Yuschenko is impatient with this critique. ‘I think this is just a romantic dream of a sunny country,’ he snaps. Given the mess he inherited — the deep divisions between the two sides of the country, the pressure of imminent parliamentary elections and the sustained economic warfare from Moscow — he has a good case to make. But he is also missing the point. Through his poisoning and Lazarus-like revival, Yuschenko became a metaphor for his country’s future, promising his compatriots re-birth and renewal. But the former banker — who is decent but surprisingly uncharismatic — was doomed from the start. As his able defence minister, Anatoliy Hrytsenko, says, ‘Expectations were too high — even if we had been able to establish a government with the best managers in the world, we would have failed’. 

If Yuschenko does fail, it will have implications far beyond his country’s borders. In the middle of Independence Square there is a glorious piece of post-Soviet kitsch — a gilded sundial that shows the distance to other cities around the world (Brussels is 1,883km; but Moscow is only 771km). Both capitals are watching Kiev carefully — trying to understand which way the country will go. As one senior EU official points out, ‘If you want to change Russia — it will be through Ukraine. Ukraine is like us — you can feel it when you are there.’ Hryhoriy Nemyria goes even further, calling Ukraine’s dilemma a ‘civilisational choice’. In a very real sense, Kiev is the latest frontier in the struggle between European values and autocracy. Where the Balkans were the moral centre of the European project in the 1990s, today it is in Ukraine that Europe is on trial.

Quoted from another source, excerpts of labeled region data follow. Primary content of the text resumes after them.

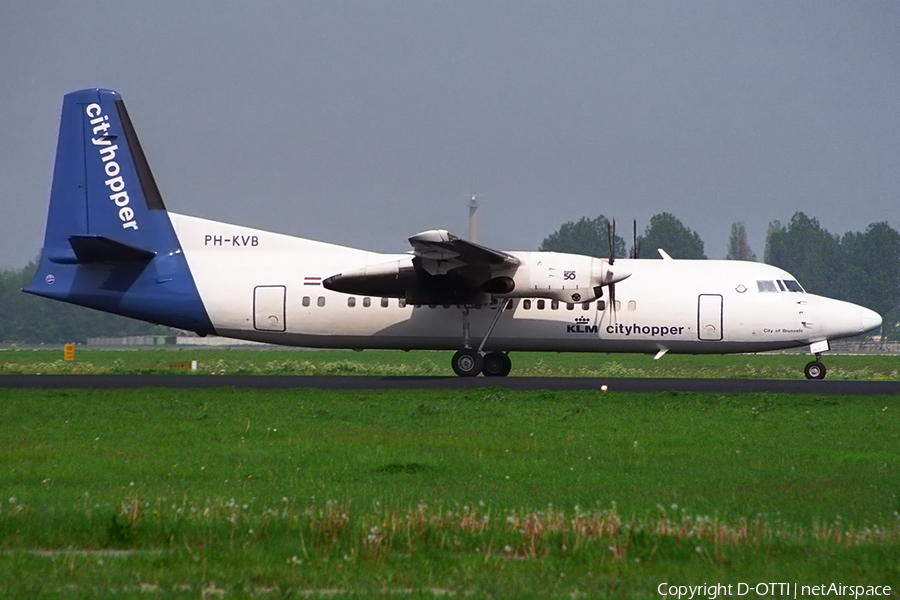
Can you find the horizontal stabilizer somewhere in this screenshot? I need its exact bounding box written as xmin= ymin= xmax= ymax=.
xmin=69 ymin=235 xmax=156 ymax=264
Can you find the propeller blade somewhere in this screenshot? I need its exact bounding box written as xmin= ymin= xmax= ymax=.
xmin=606 ymin=219 xmax=616 ymax=266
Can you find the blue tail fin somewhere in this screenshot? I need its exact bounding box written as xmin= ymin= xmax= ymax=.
xmin=24 ymin=89 xmax=213 ymax=334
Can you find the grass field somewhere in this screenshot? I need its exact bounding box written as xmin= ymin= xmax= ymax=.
xmin=0 ymin=348 xmax=900 ymax=379
xmin=0 ymin=382 xmax=900 ymax=598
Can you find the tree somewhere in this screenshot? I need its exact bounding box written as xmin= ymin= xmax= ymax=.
xmin=639 ymin=213 xmax=706 ymax=259
xmin=725 ymin=223 xmax=756 ymax=260
xmin=539 ymin=215 xmax=625 ymax=258
xmin=765 ymin=212 xmax=843 ymax=297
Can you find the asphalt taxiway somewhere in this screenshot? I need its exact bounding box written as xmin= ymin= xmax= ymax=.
xmin=0 ymin=374 xmax=900 ymax=396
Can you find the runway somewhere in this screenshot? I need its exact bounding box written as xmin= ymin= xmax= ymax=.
xmin=0 ymin=374 xmax=900 ymax=396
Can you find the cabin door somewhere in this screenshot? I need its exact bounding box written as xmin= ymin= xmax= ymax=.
xmin=253 ymin=285 xmax=287 ymax=331
xmin=697 ymin=294 xmax=722 ymax=342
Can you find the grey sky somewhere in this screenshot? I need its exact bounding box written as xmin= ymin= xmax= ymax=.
xmin=0 ymin=0 xmax=900 ymax=267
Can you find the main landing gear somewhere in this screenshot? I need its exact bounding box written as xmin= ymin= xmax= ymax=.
xmin=450 ymin=300 xmax=512 ymax=377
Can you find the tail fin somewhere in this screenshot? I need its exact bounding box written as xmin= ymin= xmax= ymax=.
xmin=24 ymin=89 xmax=212 ymax=333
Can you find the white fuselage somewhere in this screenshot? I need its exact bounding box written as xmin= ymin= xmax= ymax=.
xmin=169 ymin=213 xmax=880 ymax=354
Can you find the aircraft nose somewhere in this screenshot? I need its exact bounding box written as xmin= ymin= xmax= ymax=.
xmin=860 ymin=308 xmax=881 ymax=332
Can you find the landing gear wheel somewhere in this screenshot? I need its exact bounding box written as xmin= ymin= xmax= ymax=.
xmin=803 ymin=360 xmax=827 ymax=379
xmin=450 ymin=348 xmax=484 ymax=377
xmin=481 ymin=352 xmax=512 ymax=377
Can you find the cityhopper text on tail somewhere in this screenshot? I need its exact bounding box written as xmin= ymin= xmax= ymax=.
xmin=24 ymin=89 xmax=881 ymax=378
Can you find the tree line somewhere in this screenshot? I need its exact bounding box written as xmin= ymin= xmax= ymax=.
xmin=540 ymin=212 xmax=900 ymax=337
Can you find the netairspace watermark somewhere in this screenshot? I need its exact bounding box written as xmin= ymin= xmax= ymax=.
xmin=656 ymin=582 xmax=891 ymax=600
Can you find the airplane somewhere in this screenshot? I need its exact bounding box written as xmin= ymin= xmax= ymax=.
xmin=23 ymin=88 xmax=881 ymax=379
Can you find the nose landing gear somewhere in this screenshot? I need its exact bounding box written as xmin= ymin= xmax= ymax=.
xmin=803 ymin=352 xmax=828 ymax=379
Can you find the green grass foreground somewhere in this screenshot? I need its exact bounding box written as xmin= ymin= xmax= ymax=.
xmin=0 ymin=347 xmax=900 ymax=379
xmin=0 ymin=388 xmax=900 ymax=598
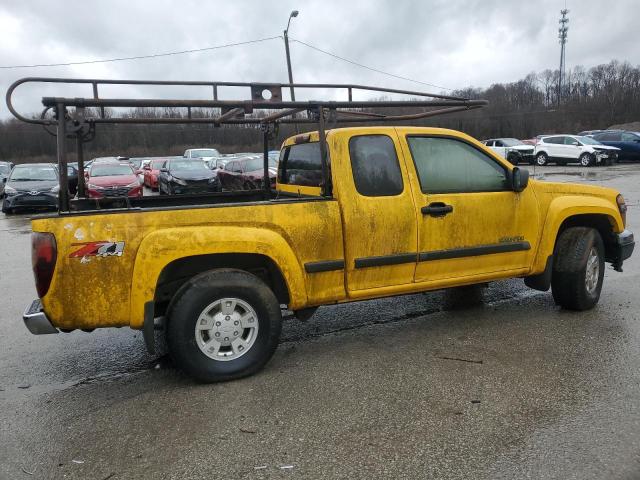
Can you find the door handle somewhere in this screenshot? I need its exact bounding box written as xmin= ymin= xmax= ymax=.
xmin=421 ymin=202 xmax=453 ymax=217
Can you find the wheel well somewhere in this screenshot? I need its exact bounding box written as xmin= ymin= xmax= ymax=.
xmin=554 ymin=214 xmax=616 ymax=261
xmin=154 ymin=253 xmax=289 ymax=316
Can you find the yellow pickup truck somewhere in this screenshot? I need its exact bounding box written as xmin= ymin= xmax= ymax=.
xmin=12 ymin=77 xmax=634 ymax=381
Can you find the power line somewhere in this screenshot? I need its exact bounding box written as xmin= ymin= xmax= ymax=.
xmin=0 ymin=35 xmax=453 ymax=91
xmin=289 ymin=37 xmax=454 ymax=91
xmin=0 ymin=35 xmax=282 ymax=70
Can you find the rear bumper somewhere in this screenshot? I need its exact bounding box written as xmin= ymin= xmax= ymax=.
xmin=612 ymin=230 xmax=636 ymax=272
xmin=22 ymin=298 xmax=58 ymax=335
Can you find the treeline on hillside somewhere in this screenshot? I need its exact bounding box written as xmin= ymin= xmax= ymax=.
xmin=0 ymin=61 xmax=640 ymax=162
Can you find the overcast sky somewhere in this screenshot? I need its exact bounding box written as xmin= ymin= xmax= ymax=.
xmin=0 ymin=0 xmax=640 ymax=118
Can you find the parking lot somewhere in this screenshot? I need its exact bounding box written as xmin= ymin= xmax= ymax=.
xmin=0 ymin=164 xmax=640 ymax=479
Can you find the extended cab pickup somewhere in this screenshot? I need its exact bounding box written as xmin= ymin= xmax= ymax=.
xmin=24 ymin=127 xmax=634 ymax=381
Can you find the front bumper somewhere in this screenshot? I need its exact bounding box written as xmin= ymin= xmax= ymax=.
xmin=4 ymin=192 xmax=58 ymax=208
xmin=22 ymin=298 xmax=58 ymax=335
xmin=611 ymin=230 xmax=636 ymax=272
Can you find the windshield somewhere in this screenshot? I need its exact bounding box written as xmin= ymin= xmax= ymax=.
xmin=576 ymin=137 xmax=602 ymax=145
xmin=502 ymin=138 xmax=524 ymax=147
xmin=244 ymin=158 xmax=278 ymax=172
xmin=9 ymin=165 xmax=58 ymax=182
xmin=191 ymin=148 xmax=220 ymax=158
xmin=169 ymin=160 xmax=211 ymax=173
xmin=91 ymin=163 xmax=133 ymax=177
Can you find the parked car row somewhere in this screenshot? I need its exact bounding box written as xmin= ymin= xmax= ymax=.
xmin=2 ymin=163 xmax=60 ymax=213
xmin=578 ymin=130 xmax=640 ymax=162
xmin=482 ymin=135 xmax=620 ymax=167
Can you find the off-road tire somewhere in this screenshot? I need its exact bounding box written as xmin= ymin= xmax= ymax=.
xmin=578 ymin=152 xmax=595 ymax=167
xmin=535 ymin=152 xmax=549 ymax=167
xmin=166 ymin=269 xmax=282 ymax=382
xmin=551 ymin=227 xmax=604 ymax=311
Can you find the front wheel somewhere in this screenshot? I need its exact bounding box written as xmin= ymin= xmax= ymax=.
xmin=167 ymin=269 xmax=282 ymax=382
xmin=551 ymin=227 xmax=604 ymax=311
xmin=536 ymin=152 xmax=549 ymax=167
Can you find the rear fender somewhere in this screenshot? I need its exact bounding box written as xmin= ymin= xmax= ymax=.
xmin=130 ymin=226 xmax=307 ymax=329
xmin=531 ymin=196 xmax=624 ymax=274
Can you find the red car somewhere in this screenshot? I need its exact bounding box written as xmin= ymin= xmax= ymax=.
xmin=218 ymin=156 xmax=278 ymax=190
xmin=87 ymin=162 xmax=142 ymax=198
xmin=144 ymin=158 xmax=166 ymax=190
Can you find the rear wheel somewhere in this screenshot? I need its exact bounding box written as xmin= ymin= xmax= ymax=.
xmin=579 ymin=156 xmax=594 ymax=167
xmin=536 ymin=152 xmax=549 ymax=167
xmin=167 ymin=269 xmax=282 ymax=382
xmin=551 ymin=227 xmax=604 ymax=311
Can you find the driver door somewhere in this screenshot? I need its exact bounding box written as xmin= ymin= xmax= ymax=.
xmin=402 ymin=129 xmax=539 ymax=283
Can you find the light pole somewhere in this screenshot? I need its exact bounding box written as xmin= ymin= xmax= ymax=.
xmin=284 ymin=10 xmax=298 ymax=101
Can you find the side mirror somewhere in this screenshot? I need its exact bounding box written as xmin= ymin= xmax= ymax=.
xmin=511 ymin=167 xmax=529 ymax=192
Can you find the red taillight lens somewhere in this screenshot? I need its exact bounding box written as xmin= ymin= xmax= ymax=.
xmin=31 ymin=232 xmax=58 ymax=298
xmin=616 ymin=195 xmax=627 ymax=227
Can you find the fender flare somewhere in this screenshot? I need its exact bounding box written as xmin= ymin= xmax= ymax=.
xmin=129 ymin=225 xmax=307 ymax=329
xmin=531 ymin=195 xmax=624 ymax=274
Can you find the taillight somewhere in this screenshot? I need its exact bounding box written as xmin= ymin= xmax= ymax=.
xmin=616 ymin=195 xmax=627 ymax=227
xmin=31 ymin=232 xmax=58 ymax=298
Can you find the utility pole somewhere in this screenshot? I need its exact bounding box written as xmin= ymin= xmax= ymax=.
xmin=284 ymin=10 xmax=298 ymax=101
xmin=558 ymin=8 xmax=569 ymax=105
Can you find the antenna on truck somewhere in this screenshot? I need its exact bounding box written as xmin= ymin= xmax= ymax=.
xmin=6 ymin=77 xmax=488 ymax=212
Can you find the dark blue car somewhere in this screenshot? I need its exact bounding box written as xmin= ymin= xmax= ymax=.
xmin=593 ymin=130 xmax=640 ymax=162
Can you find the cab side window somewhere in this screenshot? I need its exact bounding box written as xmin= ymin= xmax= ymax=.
xmin=407 ymin=136 xmax=509 ymax=193
xmin=349 ymin=135 xmax=404 ymax=197
xmin=278 ymin=142 xmax=329 ymax=187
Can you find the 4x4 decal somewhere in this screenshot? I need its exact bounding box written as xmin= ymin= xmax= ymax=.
xmin=69 ymin=242 xmax=124 ymax=258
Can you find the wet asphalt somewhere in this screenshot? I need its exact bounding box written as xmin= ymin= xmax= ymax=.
xmin=0 ymin=165 xmax=640 ymax=480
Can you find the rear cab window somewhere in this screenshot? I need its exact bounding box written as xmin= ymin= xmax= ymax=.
xmin=278 ymin=142 xmax=331 ymax=195
xmin=349 ymin=135 xmax=404 ymax=197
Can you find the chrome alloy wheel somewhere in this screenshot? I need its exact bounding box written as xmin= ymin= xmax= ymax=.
xmin=195 ymin=298 xmax=259 ymax=361
xmin=584 ymin=247 xmax=600 ymax=295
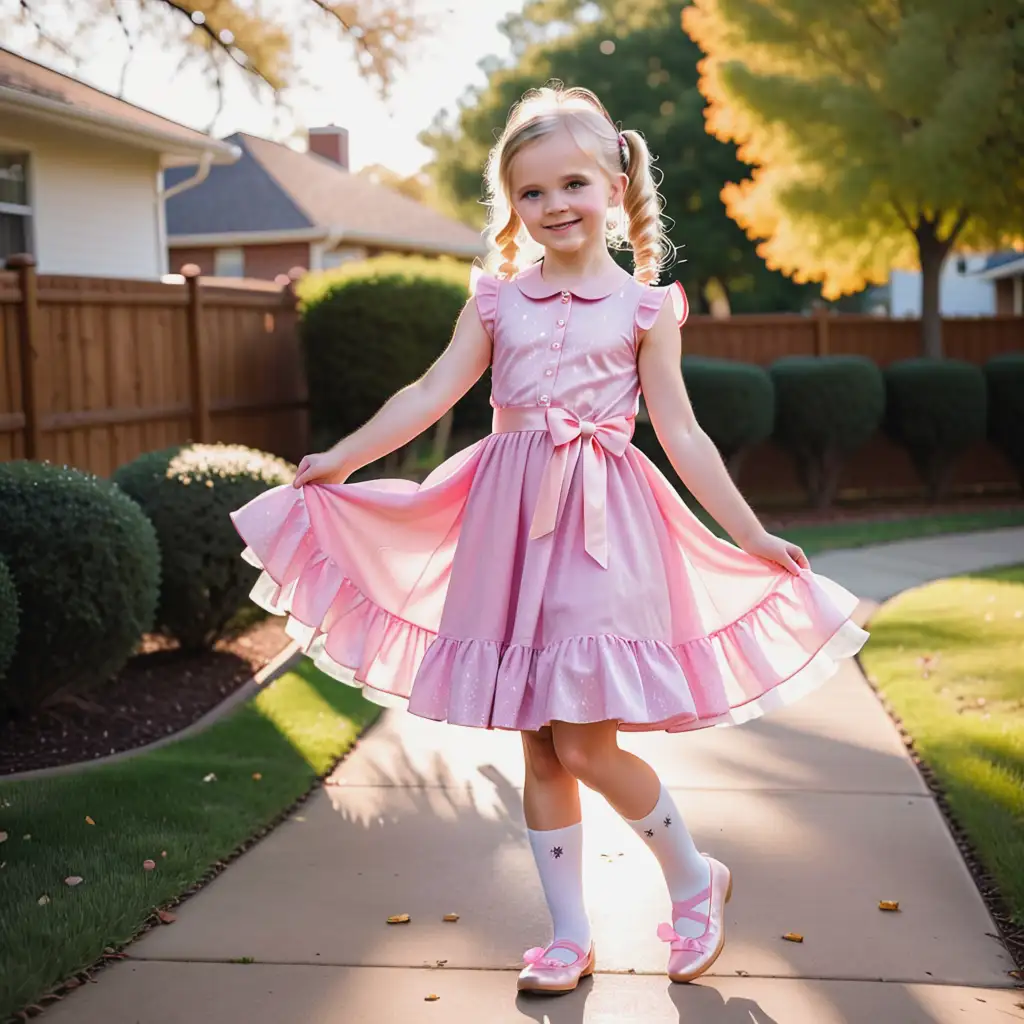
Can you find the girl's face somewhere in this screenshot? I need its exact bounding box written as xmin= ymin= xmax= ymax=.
xmin=509 ymin=125 xmax=627 ymax=255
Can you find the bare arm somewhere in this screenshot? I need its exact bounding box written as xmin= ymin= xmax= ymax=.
xmin=293 ymin=300 xmax=490 ymax=487
xmin=637 ymin=302 xmax=807 ymax=571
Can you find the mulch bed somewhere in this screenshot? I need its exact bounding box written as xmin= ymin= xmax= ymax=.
xmin=0 ymin=616 xmax=290 ymax=778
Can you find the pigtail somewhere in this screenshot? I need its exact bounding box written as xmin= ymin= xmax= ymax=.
xmin=623 ymin=131 xmax=671 ymax=285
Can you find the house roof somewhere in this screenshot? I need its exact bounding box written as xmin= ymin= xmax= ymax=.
xmin=0 ymin=47 xmax=238 ymax=166
xmin=164 ymin=132 xmax=483 ymax=256
xmin=975 ymin=249 xmax=1024 ymax=281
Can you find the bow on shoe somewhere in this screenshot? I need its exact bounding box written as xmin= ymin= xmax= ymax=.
xmin=529 ymin=407 xmax=633 ymax=568
xmin=659 ymin=924 xmax=708 ymax=953
xmin=522 ymin=946 xmax=568 ymax=970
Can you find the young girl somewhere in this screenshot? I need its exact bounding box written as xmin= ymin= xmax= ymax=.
xmin=233 ymin=88 xmax=866 ymax=992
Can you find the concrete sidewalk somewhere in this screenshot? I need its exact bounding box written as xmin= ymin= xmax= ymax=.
xmin=39 ymin=529 xmax=1024 ymax=1024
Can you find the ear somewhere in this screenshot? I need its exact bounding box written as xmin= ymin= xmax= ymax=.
xmin=608 ymin=174 xmax=630 ymax=209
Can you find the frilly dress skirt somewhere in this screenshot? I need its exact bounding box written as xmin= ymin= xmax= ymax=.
xmin=231 ymin=264 xmax=867 ymax=732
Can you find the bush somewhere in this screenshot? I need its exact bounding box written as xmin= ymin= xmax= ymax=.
xmin=683 ymin=356 xmax=775 ymax=479
xmin=885 ymin=356 xmax=987 ymax=499
xmin=770 ymin=355 xmax=886 ymax=508
xmin=0 ymin=558 xmax=18 ymax=683
xmin=0 ymin=462 xmax=160 ymax=710
xmin=984 ymin=352 xmax=1024 ymax=487
xmin=114 ymin=444 xmax=295 ymax=650
xmin=299 ymin=256 xmax=490 ymax=460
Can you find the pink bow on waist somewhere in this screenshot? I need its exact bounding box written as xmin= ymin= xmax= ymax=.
xmin=529 ymin=407 xmax=633 ymax=568
xmin=657 ymin=924 xmax=708 ymax=953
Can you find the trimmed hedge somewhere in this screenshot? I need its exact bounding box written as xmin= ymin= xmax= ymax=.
xmin=683 ymin=355 xmax=775 ymax=478
xmin=769 ymin=355 xmax=886 ymax=508
xmin=984 ymin=352 xmax=1024 ymax=487
xmin=114 ymin=444 xmax=295 ymax=651
xmin=0 ymin=558 xmax=19 ymax=682
xmin=299 ymin=256 xmax=490 ymax=456
xmin=0 ymin=461 xmax=160 ymax=711
xmin=884 ymin=356 xmax=987 ymax=499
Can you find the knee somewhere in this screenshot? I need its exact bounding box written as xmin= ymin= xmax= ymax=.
xmin=522 ymin=729 xmax=565 ymax=782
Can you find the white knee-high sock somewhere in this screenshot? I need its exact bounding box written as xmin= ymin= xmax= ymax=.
xmin=526 ymin=822 xmax=590 ymax=964
xmin=626 ymin=785 xmax=711 ymax=938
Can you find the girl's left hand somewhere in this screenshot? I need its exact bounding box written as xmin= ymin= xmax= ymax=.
xmin=741 ymin=531 xmax=811 ymax=575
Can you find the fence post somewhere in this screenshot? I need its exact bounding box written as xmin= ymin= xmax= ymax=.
xmin=6 ymin=253 xmax=42 ymax=459
xmin=814 ymin=306 xmax=828 ymax=355
xmin=181 ymin=263 xmax=211 ymax=443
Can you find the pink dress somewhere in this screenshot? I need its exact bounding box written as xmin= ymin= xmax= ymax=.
xmin=232 ymin=264 xmax=867 ymax=732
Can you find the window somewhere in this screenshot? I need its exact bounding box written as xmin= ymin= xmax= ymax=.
xmin=213 ymin=249 xmax=246 ymax=278
xmin=0 ymin=153 xmax=32 ymax=264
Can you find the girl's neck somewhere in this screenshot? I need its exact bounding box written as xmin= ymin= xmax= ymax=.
xmin=541 ymin=246 xmax=617 ymax=284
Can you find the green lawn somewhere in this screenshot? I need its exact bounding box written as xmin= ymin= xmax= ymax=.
xmin=0 ymin=659 xmax=380 ymax=1019
xmin=861 ymin=565 xmax=1024 ymax=925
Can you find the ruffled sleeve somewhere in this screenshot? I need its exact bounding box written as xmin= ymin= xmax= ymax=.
xmin=636 ymin=281 xmax=690 ymax=331
xmin=469 ymin=267 xmax=501 ymax=340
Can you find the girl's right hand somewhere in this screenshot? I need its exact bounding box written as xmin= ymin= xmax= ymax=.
xmin=292 ymin=452 xmax=351 ymax=487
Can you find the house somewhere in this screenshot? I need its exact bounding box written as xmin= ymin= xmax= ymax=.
xmin=0 ymin=48 xmax=239 ymax=280
xmin=165 ymin=125 xmax=484 ymax=280
xmin=889 ymin=250 xmax=1024 ymax=316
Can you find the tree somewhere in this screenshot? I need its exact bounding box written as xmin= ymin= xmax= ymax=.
xmin=9 ymin=0 xmax=428 ymax=100
xmin=682 ymin=0 xmax=1024 ymax=355
xmin=420 ymin=0 xmax=817 ymax=311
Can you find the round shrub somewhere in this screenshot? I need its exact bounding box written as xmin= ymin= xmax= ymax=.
xmin=769 ymin=355 xmax=886 ymax=508
xmin=299 ymin=256 xmax=490 ymax=443
xmin=114 ymin=444 xmax=295 ymax=650
xmin=984 ymin=352 xmax=1024 ymax=487
xmin=0 ymin=558 xmax=18 ymax=681
xmin=0 ymin=461 xmax=160 ymax=711
xmin=884 ymin=356 xmax=987 ymax=499
xmin=683 ymin=355 xmax=775 ymax=477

If democracy fails here, it will be a colossal failure for the European project — marking an end to the transformative power that changed regimes in central and eastern Europe without firing a single shot. What is more, EU interests are at stake as well as values: 85 per cent of Europe’s gas travels through Ukrainian pipelines. Yulia Mostovaya calls her country ‘Europe’s throat’ — unless we defend it we could find ourselves strangled by Putin’s iron fist.